Note that M is embedded in TM. The mapping i(p) = 0 (the zero vector at p)
gives you that. Also, a vector field on M is a differentiable mapping
v:M->TM which satisfies P(v(p)) = p, where P is the projection from TM onto
M.
==============================================================================
From: Robin Chapman
Subject: Re: Vector bundles
Date: Fri, 25 Jun 1999 07:52:04 GMT
Newsgroups: sci.math
In article ,
"Chuck Cadman" wrote:
>
> Tc Hughes1 wrote in message
> <19990625001919.08063.00001447@ng-fs1.aol.com>...
> >Can someone please explain to me what vector and tensor bundles are? Any
> help
> >would be much appreciated! Thanx in advance!
> >-Taylor
>
> The vector bundle on a manifold M is just the collection of vectors on M.
You mean the tangent bundle on M.
> It is endowed with a differentiable structure. In a coordinate neighborhood
> U, it just looks like UxR^n, but the global structure might be nontrivial.
> To see how the structure arises, first note that the vector bundle in R^n is
> R^2n, since there is a canonical isomorphism between all the tangent spaces.
> Furthermore, diffeomorphisms give you isomorphisms in the tangent spaces.
> So from a coordinate function, you obtain a bijective mapping that sends
> vectors in R^n to vectors in a coordinate neighborhood of the manifold.
> This is a coordinate function for TM.
>
> Note that M is embedded in TM. The mapping i(p) = 0 (the zero vector at p)
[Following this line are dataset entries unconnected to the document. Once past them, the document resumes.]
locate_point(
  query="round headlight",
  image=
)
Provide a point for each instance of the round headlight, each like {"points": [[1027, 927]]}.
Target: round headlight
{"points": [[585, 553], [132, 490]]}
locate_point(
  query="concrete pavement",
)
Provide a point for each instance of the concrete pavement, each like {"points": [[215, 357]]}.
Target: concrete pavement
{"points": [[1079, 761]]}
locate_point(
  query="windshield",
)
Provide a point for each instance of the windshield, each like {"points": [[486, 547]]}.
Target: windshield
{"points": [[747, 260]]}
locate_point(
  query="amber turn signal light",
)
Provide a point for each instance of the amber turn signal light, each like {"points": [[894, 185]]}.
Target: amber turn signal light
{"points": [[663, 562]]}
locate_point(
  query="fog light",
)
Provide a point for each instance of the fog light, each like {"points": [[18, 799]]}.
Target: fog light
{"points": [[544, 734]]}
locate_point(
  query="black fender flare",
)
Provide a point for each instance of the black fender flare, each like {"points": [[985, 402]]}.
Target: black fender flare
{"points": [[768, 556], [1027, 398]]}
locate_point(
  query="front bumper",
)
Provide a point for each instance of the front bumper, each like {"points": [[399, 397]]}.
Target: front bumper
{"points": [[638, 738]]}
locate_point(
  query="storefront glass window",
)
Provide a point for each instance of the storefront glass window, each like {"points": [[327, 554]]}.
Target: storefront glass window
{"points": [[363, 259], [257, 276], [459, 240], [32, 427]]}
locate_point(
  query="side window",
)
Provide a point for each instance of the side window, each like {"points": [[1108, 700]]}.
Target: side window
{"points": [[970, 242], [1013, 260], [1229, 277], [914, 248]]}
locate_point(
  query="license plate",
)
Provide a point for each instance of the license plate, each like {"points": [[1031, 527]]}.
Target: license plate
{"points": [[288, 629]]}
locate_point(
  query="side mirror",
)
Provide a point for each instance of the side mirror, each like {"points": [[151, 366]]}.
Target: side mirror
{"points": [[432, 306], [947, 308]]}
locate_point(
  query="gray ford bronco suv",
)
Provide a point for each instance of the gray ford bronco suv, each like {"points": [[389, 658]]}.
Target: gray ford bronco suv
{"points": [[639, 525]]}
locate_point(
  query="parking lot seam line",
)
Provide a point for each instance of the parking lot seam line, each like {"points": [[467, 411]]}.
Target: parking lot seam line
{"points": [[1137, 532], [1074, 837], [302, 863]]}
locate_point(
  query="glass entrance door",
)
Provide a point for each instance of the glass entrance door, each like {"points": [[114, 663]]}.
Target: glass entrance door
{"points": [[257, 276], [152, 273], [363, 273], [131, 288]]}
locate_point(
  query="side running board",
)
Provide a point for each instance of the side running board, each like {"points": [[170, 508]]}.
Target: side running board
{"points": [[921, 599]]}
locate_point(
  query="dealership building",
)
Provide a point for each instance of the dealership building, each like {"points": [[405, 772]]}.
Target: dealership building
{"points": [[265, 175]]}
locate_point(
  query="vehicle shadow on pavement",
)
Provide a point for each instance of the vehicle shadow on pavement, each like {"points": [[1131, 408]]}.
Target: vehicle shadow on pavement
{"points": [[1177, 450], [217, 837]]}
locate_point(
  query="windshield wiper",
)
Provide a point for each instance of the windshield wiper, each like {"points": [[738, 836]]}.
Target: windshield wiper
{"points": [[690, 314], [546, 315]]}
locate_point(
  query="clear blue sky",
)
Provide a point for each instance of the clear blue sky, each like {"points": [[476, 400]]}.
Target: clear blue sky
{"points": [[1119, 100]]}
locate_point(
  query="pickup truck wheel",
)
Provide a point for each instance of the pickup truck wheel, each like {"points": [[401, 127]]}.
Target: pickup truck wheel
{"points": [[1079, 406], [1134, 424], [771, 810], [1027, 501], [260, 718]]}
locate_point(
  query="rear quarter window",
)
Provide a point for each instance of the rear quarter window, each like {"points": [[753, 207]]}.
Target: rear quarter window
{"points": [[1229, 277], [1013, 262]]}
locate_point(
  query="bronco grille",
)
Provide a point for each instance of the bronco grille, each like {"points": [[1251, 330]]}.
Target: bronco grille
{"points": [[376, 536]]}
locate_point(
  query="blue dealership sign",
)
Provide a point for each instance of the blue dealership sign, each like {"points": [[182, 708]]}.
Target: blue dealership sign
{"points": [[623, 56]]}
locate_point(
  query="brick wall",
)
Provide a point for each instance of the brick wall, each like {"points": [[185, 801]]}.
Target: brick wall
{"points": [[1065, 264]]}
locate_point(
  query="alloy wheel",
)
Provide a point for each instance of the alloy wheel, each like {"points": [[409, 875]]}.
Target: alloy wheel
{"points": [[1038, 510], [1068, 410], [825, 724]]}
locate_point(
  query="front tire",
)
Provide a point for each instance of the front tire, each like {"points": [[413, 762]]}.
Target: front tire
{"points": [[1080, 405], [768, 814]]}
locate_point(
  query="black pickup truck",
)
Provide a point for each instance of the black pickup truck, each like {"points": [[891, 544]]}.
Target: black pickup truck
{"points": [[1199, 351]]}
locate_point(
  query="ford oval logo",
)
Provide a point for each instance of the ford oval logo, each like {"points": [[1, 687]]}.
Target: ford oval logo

> gives you that. Also, a vector field on M is a differentiable mapping
> v:M->TM which satisfies P(v(p)) = p, where P is the projection from TM onto
> M.
>
The tangent bundle on a smooth manifold is just one of many examples of
vector bundles. Essentially a vector bundle over a topolgical space X
is an assignement of a vector space V_x to each point x of X such
that the V_x "vary continously". What this means is that the disjoint
union V of the V_x is given a topology which satisfies various
conditions which I'm too lazy to list. When one has vector bundles
V and W on a space X one can construct others by vector space
operations. Important cases are the dual V* of V defined by letting
V*_x be the dual space of V_x and the tensor product V (x) W
defined by letting (V (x) W)_x = V_x (x) W_x. [Here (x) denotes the
multiplication sign in a circle].
In manifold theory the dual of the tangent bundle TM is the cotangent
bundle T*M. Taking tensor products of copies of TM and T*M yield
"tensor bundles" which are widely used in physics. The physicists
have developed a gruesome notation for elements of these bundles
with multiple subscripts and superscripts. They also call elements
of the tangent and cotangent bundles contravariant and covariant
vectors, but I cannot remember which is which :-(
Taking alternating powers of the cotangent bundle yields the bundles
of differential forms. These are important in topology as they yield
a cochain complex whose cohomology groups are topological invariants
of the manifold.
--
Robin Chapman
http://www.maths.ex.ac.uk/~rjc/rjc.html
"They did not have proper palms at home in Exeter."